The new PhishER Blocklist feature lets you use reported messages to prevent future malicious email with the same sender, URL or attachment from reaching other users. Now you can create a unique list of blocklist entries and dramatically improve your Microsoft 365 email filters without ever leaving the PhishER console.
Join us TOMORROW, Wednesday, May 17, @ 2:00 PM (ET) for a l |
Ransomware Spam Malware Hack Tool Threat | ★★ | |
|
2023-05-15 18:25:35 | L'état des cyber-défenses organisationnelles a un impact The State of Organizational Cyber Defenses Impacts Cyber Insurance Availability, Cost, and Terms (lien direct) |
|
★★ | ||
|
2023-05-15 12:09:55 | Ransomware Gangs are “Big Game Hunting” as Victim Org Sizes and Ransom Payments Continue to Rise (lien direct) |
|
Ransomware | ★★ | |
|
2023-05-11 12:14:18 | Munich Re: "3x croissance estimée en cas de cybercriminalité au cours des 4 prochaines années" Munich Re: "3x growth estimated in cyber crime costs over the next 4 years" (lien direct) |
Alors que les cyberattaques continuent de croître en sophistication et en fréquence, les cyber-assureurs s'attendent à ce que leur marché double au cours des deux prochaines années.

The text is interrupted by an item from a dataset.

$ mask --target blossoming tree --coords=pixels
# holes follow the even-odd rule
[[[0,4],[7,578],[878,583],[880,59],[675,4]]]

As cyber attacks continue to grow in sophistication and frequency, cyber insurers are expecting their market to double in the next two years. |
★★ | ||
|
2023-05-11 12:14:18 | La demande de cyber-assurance augmente à mesure que la cybercriminalité devrait atteindre 24 billions de dollars d'ici 2027 Cyber Insurance Demand Grows as Cybercrime is Expected to Rise to $24 Trillion by 2027 (lien direct) |
|
★★ | ||
|
2023-05-09 20:43:09 | [Doigt sur la gâchette] Comment le FBI a nuculé le vol de données de data de serpent russe [Finger on the Trigger] How the FBI Nuked Russian FSB\\'s Snake Data Theft Malware (lien direct) |
![[Finger on the Trigger] How the FBI Nuked Russian FSB\'s Snake Data Theft Malware](https://blog.knowbe4.com/hubfs/JasperArt_2023-05-09_16.25.49_1.png)
|
Malware | ★★ | |
|
2023-05-09 14:03:14 | [Infographie] [INFOGRAPHIC] (lien direct) |
★★★★ | |||
|
2023-05-09 13:00:00 | Cyberheistnews Vol 13 # 19 [Watch Your Back] Nouvelle fausse erreur de mise à jour Chrome Attaque cible vos utilisateurs CyberheistNews Vol 13 #19 [Watch Your Back] New Fake Chrome Update Error Attack Targets Your Users (lien direct) |
CyberheistNews Vol 13 #19 | May 9th, 2023
[Watch Your Back] New Fake Chrome Update Error Attack Targets Your Users
Compromised websites (legitimate sites that have been successfully compromised to support social engineering) are serving visitors fake Google Chrome update error messages.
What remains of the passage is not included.